Given Windstream's relatively weaker financials in many aspects, but higher dividend yield, the stock's fair value should not tradeat a notable premium over the peer-average level. Nevertheless, the current price multiples at 5.9x forward EBITDA and 19.8x forward EPS (next 12 months) are on average 19% above the same peer-average multiples. After accounting for Windstream's lower 5-year EPS growth estimate, the stock's PEG ratio is even 193% above the peer average, suggesting the shares are overvalued on a relative basis, and the market has likely attributed too much value to the stock's lofty dividend yield (see chart above).
2. Over the past 12 months, Windstream's consensus revenue, EBITDA, and EPS estimates for 2013 and 2014 have experienced multiple downward revisions. Analysts' average 5-year earnings growth estimate has also been lowered from 2.5% to 1.5% over the period (see charts below).
However, the stock's forward P/E multiple is still trading near its 52-week high, which is a cautious sign (see chart below).
3. Further, Windstream's forward P/E ratio is currently trading at a 35% premium over the same multiple of S&P 500 Index, which is at 14.6x now. Even with Windstream's significantly above-market dividend yield, this large market premium is exaggerated, provided that 1) Windstream's 5-year earnings growth rate of 1.5% is overwhelmingly below the average estimate of 8.2% for the S&P 500 companies; 2) the company's return on investments has been declining over the past 5 years (see chart below); 3) the firm's profitability and free cash flow margins have also been trending down over the period (see chart below); and 4) Windstream has stopped raising its dividend since 2006.
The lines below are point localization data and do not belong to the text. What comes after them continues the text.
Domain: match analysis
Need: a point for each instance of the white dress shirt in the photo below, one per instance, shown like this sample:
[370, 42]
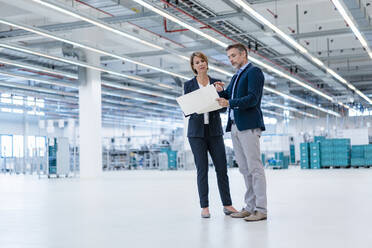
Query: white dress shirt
[206, 115]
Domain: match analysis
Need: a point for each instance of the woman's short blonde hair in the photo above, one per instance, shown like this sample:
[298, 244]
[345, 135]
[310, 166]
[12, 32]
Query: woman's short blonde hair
[200, 55]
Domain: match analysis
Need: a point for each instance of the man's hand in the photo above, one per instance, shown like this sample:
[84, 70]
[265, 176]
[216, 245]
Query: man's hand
[219, 86]
[223, 102]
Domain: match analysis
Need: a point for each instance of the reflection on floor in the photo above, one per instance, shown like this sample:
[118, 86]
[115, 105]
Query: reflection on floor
[314, 208]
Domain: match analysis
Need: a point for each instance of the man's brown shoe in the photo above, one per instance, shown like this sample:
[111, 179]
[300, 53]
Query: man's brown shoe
[242, 214]
[257, 216]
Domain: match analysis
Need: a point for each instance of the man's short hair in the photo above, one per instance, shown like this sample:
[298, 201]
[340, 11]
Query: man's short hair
[238, 46]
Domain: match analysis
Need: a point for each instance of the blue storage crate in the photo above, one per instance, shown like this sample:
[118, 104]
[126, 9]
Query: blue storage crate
[357, 161]
[315, 164]
[341, 149]
[337, 142]
[326, 156]
[314, 146]
[326, 142]
[326, 162]
[304, 154]
[315, 154]
[304, 146]
[368, 161]
[305, 165]
[341, 162]
[326, 148]
[318, 138]
[172, 159]
[279, 155]
[357, 151]
[368, 151]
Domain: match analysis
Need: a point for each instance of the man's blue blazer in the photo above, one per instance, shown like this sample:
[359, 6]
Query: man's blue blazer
[246, 102]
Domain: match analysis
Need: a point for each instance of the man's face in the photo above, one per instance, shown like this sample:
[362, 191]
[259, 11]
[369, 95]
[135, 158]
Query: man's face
[237, 58]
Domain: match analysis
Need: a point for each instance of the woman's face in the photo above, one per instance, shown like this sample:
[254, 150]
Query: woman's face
[200, 65]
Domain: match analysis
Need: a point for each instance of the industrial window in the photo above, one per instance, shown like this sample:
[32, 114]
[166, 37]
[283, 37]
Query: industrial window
[18, 146]
[6, 98]
[31, 146]
[40, 146]
[6, 145]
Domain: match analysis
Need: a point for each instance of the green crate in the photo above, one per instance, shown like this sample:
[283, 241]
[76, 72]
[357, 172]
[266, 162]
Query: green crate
[357, 161]
[305, 164]
[341, 149]
[315, 165]
[315, 154]
[304, 146]
[279, 155]
[318, 138]
[326, 148]
[368, 161]
[338, 142]
[341, 162]
[326, 162]
[314, 146]
[358, 148]
[368, 151]
[326, 156]
[341, 157]
[357, 151]
[326, 142]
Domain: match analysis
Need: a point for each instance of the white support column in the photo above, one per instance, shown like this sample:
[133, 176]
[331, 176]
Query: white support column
[90, 122]
[25, 138]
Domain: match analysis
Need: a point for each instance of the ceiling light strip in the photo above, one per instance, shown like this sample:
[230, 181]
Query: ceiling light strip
[301, 101]
[37, 68]
[303, 50]
[254, 60]
[87, 47]
[352, 26]
[98, 23]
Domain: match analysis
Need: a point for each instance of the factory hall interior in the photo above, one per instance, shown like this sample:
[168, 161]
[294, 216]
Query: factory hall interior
[185, 123]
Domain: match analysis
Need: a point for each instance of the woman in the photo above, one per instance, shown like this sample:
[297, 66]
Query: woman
[205, 135]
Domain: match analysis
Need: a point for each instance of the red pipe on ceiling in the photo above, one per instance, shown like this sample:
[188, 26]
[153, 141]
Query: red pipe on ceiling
[109, 14]
[227, 37]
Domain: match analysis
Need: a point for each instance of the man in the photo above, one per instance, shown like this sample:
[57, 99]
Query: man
[243, 98]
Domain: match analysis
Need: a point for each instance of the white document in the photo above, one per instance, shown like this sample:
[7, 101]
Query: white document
[199, 101]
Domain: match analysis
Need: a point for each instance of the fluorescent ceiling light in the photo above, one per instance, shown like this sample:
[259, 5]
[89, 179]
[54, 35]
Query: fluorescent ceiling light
[295, 80]
[291, 109]
[77, 63]
[24, 77]
[87, 47]
[176, 20]
[275, 113]
[142, 91]
[97, 23]
[353, 27]
[224, 45]
[295, 99]
[37, 68]
[303, 50]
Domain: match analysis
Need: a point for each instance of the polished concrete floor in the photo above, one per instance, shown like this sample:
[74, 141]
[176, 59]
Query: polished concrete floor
[313, 208]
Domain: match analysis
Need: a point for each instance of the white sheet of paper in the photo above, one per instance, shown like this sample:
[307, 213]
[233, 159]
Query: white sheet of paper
[199, 101]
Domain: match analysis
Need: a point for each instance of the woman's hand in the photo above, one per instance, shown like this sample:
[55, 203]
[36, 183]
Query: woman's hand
[219, 86]
[223, 102]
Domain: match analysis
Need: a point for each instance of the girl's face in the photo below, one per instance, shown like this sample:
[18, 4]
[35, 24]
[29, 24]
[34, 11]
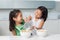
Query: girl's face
[18, 18]
[38, 13]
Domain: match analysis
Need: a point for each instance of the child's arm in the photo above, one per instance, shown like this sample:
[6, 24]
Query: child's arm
[14, 33]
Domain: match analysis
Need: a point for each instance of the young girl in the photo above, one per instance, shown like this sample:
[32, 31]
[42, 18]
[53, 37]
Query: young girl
[16, 22]
[40, 17]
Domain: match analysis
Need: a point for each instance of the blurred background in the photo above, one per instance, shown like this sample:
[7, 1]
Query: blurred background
[28, 7]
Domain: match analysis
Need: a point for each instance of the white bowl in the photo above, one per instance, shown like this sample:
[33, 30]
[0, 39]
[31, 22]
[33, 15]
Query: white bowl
[25, 33]
[42, 33]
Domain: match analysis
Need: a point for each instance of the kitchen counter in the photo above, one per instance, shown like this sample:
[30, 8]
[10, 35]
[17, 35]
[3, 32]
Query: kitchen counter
[50, 37]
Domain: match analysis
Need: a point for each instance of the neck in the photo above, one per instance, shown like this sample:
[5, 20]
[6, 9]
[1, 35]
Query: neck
[18, 23]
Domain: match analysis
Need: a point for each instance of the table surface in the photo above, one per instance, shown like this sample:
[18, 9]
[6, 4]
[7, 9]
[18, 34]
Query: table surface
[51, 37]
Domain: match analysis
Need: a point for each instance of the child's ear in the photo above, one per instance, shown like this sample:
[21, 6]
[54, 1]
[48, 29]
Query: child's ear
[14, 18]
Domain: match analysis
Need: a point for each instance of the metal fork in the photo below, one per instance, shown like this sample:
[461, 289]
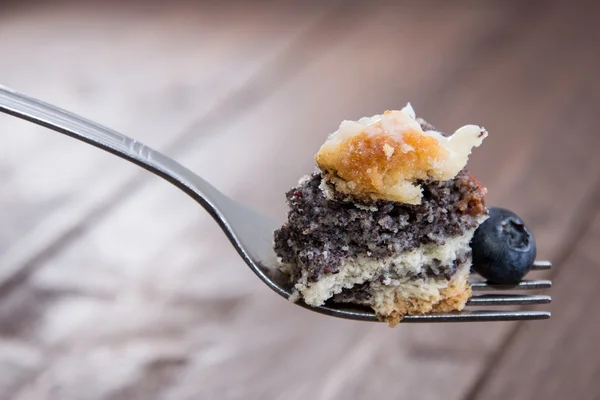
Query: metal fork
[249, 232]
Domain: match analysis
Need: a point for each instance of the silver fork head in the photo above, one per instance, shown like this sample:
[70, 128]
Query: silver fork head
[250, 233]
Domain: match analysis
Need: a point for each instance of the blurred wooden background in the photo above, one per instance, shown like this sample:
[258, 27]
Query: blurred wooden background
[114, 285]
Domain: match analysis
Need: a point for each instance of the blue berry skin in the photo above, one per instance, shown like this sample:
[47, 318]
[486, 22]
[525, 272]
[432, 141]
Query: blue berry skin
[503, 248]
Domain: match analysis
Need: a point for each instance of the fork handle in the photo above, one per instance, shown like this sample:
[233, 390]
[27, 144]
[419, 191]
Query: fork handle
[59, 120]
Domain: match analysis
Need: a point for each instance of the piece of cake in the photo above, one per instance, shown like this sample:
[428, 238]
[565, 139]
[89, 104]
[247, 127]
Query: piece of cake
[387, 219]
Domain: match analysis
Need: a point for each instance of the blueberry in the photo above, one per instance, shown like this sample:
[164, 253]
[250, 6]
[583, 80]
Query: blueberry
[503, 248]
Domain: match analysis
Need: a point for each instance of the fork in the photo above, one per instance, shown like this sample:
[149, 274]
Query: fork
[251, 233]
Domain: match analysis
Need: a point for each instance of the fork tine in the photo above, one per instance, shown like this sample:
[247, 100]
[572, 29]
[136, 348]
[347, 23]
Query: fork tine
[540, 265]
[507, 299]
[479, 316]
[523, 285]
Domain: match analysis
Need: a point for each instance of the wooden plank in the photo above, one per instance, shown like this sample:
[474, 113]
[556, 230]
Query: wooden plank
[174, 277]
[169, 68]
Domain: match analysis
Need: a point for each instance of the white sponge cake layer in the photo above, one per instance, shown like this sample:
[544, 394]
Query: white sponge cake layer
[403, 267]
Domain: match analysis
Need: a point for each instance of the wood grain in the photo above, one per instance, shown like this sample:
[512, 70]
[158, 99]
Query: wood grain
[202, 62]
[558, 358]
[150, 281]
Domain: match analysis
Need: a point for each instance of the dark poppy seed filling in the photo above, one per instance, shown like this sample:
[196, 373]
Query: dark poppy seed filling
[321, 232]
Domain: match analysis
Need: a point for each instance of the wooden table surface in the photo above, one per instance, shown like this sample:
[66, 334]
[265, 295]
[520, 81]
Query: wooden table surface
[114, 285]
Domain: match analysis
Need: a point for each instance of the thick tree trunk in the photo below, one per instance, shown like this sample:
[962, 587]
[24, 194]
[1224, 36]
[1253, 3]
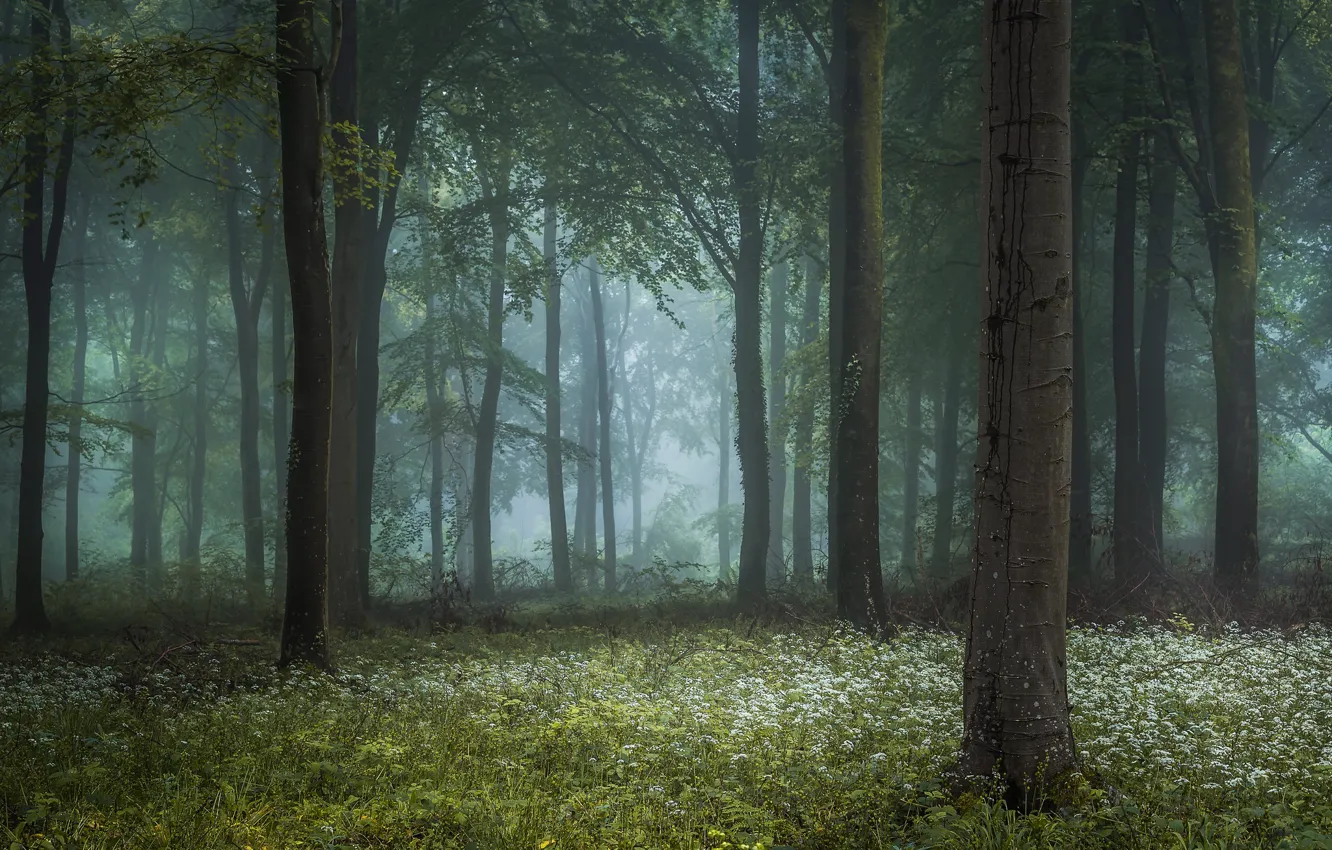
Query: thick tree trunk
[859, 590]
[775, 405]
[39, 269]
[1130, 516]
[802, 521]
[1015, 696]
[1151, 385]
[281, 434]
[608, 488]
[497, 197]
[349, 249]
[1079, 498]
[554, 458]
[946, 458]
[76, 393]
[837, 268]
[245, 307]
[750, 413]
[1235, 272]
[305, 621]
[911, 474]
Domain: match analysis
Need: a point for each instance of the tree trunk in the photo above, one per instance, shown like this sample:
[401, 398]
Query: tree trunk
[39, 269]
[1128, 529]
[349, 235]
[76, 395]
[946, 457]
[585, 505]
[554, 458]
[1015, 696]
[281, 434]
[1235, 272]
[1151, 385]
[775, 405]
[1079, 500]
[859, 590]
[245, 307]
[837, 265]
[750, 415]
[911, 474]
[726, 407]
[305, 622]
[802, 536]
[608, 488]
[497, 197]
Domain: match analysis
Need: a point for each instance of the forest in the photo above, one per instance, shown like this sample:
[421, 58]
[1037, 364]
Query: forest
[632, 424]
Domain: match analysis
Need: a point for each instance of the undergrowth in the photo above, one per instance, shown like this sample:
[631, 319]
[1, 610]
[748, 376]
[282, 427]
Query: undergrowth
[722, 734]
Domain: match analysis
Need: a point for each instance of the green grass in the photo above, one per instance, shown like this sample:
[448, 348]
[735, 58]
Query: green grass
[713, 736]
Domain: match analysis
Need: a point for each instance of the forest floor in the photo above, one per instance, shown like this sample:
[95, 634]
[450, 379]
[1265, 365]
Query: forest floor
[723, 733]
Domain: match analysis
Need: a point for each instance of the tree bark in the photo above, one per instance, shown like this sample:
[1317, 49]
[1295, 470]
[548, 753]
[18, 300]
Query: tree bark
[859, 589]
[1130, 516]
[39, 271]
[1235, 272]
[73, 461]
[554, 458]
[750, 415]
[802, 522]
[1015, 696]
[837, 265]
[775, 405]
[497, 200]
[911, 474]
[349, 236]
[608, 488]
[946, 457]
[305, 621]
[1151, 385]
[245, 307]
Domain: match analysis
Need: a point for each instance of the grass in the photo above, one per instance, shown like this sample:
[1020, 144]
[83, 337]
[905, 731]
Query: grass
[719, 734]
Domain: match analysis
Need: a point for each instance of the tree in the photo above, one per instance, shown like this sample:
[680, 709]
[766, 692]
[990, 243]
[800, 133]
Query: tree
[299, 96]
[1015, 697]
[859, 578]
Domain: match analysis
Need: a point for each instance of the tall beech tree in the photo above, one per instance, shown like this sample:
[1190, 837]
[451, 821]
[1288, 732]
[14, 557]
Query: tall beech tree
[299, 97]
[859, 577]
[1015, 704]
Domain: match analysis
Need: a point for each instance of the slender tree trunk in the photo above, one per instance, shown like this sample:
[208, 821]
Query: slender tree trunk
[281, 434]
[199, 468]
[725, 449]
[585, 504]
[349, 236]
[245, 307]
[1079, 500]
[305, 621]
[39, 269]
[1130, 565]
[911, 474]
[1235, 272]
[946, 458]
[76, 395]
[1151, 385]
[802, 536]
[497, 196]
[837, 268]
[775, 407]
[608, 488]
[1015, 696]
[859, 590]
[750, 413]
[554, 457]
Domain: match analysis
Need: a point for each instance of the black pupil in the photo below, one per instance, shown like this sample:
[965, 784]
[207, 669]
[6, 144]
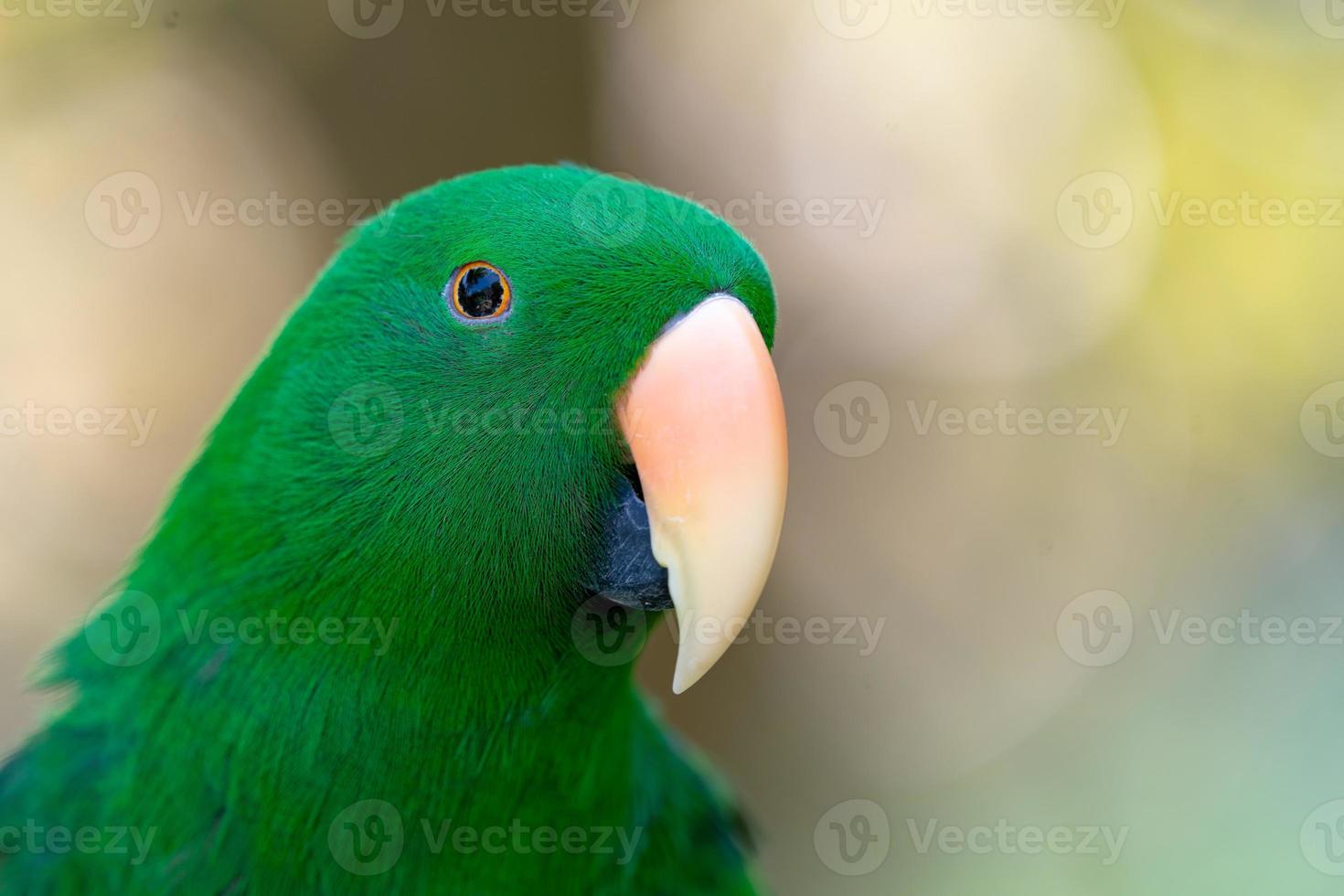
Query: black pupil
[480, 292]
4. According to the data compiled by Thomson One, Windstream underperformed its EPS consensus expectation in 7 of the past 8 quarters, and the miss exceeded 3% in 6 quarters, implying that analysts are likely being overly optimistic in their estimates most of the time, and the chance for continued underperformance is high (see chart below).
5. From a technical standpoint, there has been a price ceiling at the shares' 200 simple moving average since 2011, which would likely be beneficial to short positions (see chart below).
Bottom line, Windstream shares are expensive, and too much of its value appears to be associated with the dividend, which has experienced no growth for more than 6 years. I would not recommend buying the stock, as the 11.7% dividend yield is not sufficient to bring the margin of safety back to a satisfied level. For speculative purpose, taking a short position is a viable trade, given the stock's notable valuation premium over its peers and the overall market.
All charts are created by the author except for the consensus estimate tables, which are sourced from S&P Capital IQ, and all financial data used in the article and the charts is sourced from S&P Capital IQ unless otherwise specified.